Sibling Who Really Cares
You really care, no doubt. There are times, though, that the most caring response is to trust someone to muddle through on his own.
This might be one of them. It’s apparently not an emergency. It’s not a situation where responsibilities are easily delegated (compared with, say, a new baby). It’s not a case where others have connections, skills or expertise he lacks.
And it’s not as if you haven’t tried. Given his rejection of what “anyone suggests,” it sounds as if all of you who want so badly to help your brother need to stop proposing [suggestion of your choice]. Even a great idea is a nuisance if it violates the airspace of the person you’re trying to help.
“Helping” and “doing” are deeply intertwined concepts — as are “spectating” and “nail-biting.” However, your brother is, by your account, highly qualified, highly educated, likable and disciplined. If you’re as anxious as you sound for some action you can take on his behalf, then I urge this: “We’ve all been throwing suggestions at you in an effort to help,” tell him. “What I’ve failed to say is this: ‘You’re more than capable of recognizing when you want and need help. I’m sorry I’ve interfered, and hope that when you do need something, you’ll know you can come to me.’ ”

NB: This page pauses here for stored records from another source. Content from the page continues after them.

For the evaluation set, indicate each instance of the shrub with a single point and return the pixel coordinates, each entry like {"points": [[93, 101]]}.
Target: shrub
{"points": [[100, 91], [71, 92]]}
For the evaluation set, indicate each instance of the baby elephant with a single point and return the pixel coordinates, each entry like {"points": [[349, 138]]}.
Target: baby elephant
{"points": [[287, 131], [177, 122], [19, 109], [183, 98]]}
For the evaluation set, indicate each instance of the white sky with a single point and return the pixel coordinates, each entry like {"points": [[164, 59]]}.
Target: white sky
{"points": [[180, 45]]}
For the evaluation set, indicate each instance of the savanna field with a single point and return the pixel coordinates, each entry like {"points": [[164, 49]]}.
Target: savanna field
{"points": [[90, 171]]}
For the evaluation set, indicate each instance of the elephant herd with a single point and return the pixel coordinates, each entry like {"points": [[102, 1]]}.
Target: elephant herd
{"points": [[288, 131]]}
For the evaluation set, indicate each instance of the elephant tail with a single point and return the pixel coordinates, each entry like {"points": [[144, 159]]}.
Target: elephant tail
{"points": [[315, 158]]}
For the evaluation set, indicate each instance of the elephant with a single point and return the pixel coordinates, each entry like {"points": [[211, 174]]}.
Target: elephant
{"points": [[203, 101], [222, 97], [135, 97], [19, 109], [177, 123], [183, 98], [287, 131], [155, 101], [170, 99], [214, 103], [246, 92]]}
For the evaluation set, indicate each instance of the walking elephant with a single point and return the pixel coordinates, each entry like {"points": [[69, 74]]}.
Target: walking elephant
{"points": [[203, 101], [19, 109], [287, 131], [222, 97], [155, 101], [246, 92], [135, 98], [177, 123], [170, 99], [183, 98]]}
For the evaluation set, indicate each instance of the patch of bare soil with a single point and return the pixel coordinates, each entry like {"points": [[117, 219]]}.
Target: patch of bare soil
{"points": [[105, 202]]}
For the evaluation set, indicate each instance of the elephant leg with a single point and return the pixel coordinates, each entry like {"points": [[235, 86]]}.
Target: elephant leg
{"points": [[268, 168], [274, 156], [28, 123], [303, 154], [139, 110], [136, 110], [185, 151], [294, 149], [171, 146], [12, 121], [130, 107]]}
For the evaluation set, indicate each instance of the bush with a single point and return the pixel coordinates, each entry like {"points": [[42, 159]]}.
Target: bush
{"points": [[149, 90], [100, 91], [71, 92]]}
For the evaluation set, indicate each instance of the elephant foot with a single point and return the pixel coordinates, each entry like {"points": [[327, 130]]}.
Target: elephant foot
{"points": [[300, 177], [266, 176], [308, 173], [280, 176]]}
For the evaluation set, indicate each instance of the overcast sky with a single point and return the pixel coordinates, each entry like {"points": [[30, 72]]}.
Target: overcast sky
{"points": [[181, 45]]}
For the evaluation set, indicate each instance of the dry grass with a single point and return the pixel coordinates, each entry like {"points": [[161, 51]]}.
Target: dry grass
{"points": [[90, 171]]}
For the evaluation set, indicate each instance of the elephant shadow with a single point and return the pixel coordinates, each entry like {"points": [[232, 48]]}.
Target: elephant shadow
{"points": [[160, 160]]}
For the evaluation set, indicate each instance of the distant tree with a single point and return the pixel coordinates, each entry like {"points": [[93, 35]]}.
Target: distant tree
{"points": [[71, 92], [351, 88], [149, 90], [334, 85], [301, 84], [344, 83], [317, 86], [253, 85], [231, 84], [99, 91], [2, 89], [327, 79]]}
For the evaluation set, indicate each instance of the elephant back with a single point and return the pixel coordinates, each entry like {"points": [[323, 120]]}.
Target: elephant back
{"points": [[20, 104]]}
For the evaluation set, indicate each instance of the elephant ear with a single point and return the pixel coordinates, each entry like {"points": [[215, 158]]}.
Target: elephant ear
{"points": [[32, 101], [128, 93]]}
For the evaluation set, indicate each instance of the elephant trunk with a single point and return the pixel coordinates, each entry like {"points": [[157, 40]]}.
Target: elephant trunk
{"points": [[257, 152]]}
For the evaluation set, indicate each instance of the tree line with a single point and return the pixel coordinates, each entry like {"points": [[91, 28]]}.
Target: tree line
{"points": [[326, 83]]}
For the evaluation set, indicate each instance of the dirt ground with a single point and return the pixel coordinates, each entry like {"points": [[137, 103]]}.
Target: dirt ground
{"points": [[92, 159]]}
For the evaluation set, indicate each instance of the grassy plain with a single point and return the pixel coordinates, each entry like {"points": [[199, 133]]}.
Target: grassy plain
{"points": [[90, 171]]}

I’m in love with “Kelly,” but she wants me only as her friend — even though, when we were dating, she told me she loved me. She denied it later. We’re still friends, but she also she keeps telling me she will never find a man like me . . .
That messes with my head. How can I confront her and make up her mind? Or what can I do to stop thinking I could have a chance with her?
Just reading about Kelly wears me out.
Let’s say Kelly loved you and said it aloud, only to have her feelings change. Not exactly rare.
How immature does she have to be to deny it?
And, also, to keep drawing flattery from you, knowing you’re on her emotional leash?
You can solve every aspect of the Kelly problem with one stroke: Stop seeing Kelly. Actually, all but one aspect. If you keep clinging to good news and discounting the bad, yours will remain a head easily messed with. Believe the whole of what people present, not just what you want to see.